As Wallace readily admits, his flier was indeed intended to impair the Federalist Society’s reputation. By pointing out the group’s very real and serious connections to the January 6 Capitol insurrection and foundation of lies that led up to it. The Federalist Society’s own track record is its own indictment. No deception is necessary. Just the well documented history of the extensive efforts of figures like Hans von Spakovksy, who spent the last decade focused on perpetrating a myth of mass Democratic voter fraud. Efforts that Spakovsky turbo-charged as the 2020 election drew closer. And efforts that have been largely under-recognized by the broader public. Simply put, Spakovksy has been a walking scandal for years. And that scandal has only exploded in the wake of the insurrection. But it’s not just a Spakovsky scandal. It’s a Federalist Society scandal. There’s no honest way to deny it:
And then there’s the shocking lawsuits waged by 18 Republican state attorneys general to overturn election results in other states. It’s a scandal, but it’s not just a GOP scandal.
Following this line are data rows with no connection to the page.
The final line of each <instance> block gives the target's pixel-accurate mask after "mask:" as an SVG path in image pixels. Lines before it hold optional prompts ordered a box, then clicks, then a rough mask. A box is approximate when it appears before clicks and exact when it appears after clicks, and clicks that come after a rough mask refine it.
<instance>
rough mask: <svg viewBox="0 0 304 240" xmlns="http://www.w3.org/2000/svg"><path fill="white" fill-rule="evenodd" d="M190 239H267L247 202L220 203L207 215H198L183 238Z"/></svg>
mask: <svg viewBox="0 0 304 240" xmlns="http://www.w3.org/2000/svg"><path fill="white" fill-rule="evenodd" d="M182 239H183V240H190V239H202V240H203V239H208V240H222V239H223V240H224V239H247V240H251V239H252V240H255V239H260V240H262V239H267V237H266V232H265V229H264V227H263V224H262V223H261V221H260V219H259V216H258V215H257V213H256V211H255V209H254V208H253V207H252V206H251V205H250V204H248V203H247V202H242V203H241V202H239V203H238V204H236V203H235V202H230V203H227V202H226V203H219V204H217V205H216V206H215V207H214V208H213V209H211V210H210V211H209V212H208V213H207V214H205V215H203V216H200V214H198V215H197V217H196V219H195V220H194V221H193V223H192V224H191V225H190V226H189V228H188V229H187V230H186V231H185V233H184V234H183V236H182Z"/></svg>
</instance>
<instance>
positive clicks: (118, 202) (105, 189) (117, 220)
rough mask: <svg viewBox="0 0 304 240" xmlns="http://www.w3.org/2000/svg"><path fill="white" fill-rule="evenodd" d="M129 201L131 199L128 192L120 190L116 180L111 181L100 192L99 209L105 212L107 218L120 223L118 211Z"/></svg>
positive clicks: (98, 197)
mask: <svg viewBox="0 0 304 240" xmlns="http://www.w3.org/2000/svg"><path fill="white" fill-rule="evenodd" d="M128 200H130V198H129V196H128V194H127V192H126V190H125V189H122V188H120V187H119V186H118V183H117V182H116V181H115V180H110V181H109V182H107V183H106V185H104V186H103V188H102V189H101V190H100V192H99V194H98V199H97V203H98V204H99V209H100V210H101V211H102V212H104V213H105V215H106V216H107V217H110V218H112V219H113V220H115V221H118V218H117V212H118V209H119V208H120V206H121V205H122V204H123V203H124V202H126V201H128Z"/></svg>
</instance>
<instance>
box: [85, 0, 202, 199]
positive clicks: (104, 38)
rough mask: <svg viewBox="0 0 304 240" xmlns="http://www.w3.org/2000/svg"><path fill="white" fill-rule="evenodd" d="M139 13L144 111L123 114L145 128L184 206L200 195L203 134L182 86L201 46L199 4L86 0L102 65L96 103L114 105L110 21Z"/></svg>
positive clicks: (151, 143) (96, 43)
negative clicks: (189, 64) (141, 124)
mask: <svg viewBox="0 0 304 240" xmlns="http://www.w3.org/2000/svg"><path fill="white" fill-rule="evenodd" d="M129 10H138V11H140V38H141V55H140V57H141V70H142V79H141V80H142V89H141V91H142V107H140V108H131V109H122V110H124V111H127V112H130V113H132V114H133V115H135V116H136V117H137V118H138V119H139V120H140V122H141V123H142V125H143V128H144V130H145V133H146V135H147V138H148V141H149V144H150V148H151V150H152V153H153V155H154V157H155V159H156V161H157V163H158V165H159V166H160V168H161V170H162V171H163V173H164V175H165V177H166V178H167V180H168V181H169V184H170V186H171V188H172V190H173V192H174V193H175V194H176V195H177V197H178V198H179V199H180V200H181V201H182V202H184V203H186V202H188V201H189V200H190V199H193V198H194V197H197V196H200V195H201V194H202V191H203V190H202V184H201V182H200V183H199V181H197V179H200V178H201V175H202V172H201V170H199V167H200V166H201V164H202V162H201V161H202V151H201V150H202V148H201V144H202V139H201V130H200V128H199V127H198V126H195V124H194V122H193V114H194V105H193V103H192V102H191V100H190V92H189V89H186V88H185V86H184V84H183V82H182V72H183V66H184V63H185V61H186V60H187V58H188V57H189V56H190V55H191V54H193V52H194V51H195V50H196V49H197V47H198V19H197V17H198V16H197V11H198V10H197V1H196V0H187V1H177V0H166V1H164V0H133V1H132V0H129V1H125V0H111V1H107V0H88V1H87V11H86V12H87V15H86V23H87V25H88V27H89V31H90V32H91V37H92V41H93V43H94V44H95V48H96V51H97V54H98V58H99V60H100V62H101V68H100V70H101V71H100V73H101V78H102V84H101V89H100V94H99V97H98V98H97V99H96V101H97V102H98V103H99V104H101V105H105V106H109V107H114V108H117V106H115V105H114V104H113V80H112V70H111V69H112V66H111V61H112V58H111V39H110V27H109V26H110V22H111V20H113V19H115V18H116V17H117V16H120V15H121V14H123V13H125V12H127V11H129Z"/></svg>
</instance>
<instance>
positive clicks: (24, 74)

These attorneys general were overwhelmingly Federalist Society members. And that was just one example of Federalist Society members in elected office abusing their powers using specious legal reasoning. As Wallace puts it, no organization with such extensive ties to a violent attack on our democracy should occupy a place of respect within the legal community:
It’s all a reminder that if the Federalist Society was truly interested in investigating the people responsible for damaging its reputation it would investigate itself. Ideally the investigation would include the figures cited on Wallace’s flier (Josh Hawley and Ken Paxton), but it can’t leave out long-standing Federalist Society figures like Hans von Spakovsky. And then hopefully the investigation can proceed to include all of the prominent Federalist Society members who continue to refuse to publicly denounce the insurrection or even continue to support the stolen election Big Lies underpinning it.
Or the group can continue to ignore the role it’s playing in this ongoing assault on democracy and become the pariah organization it deserves to be, with the help of people like Nicholas Wallace. Either/or.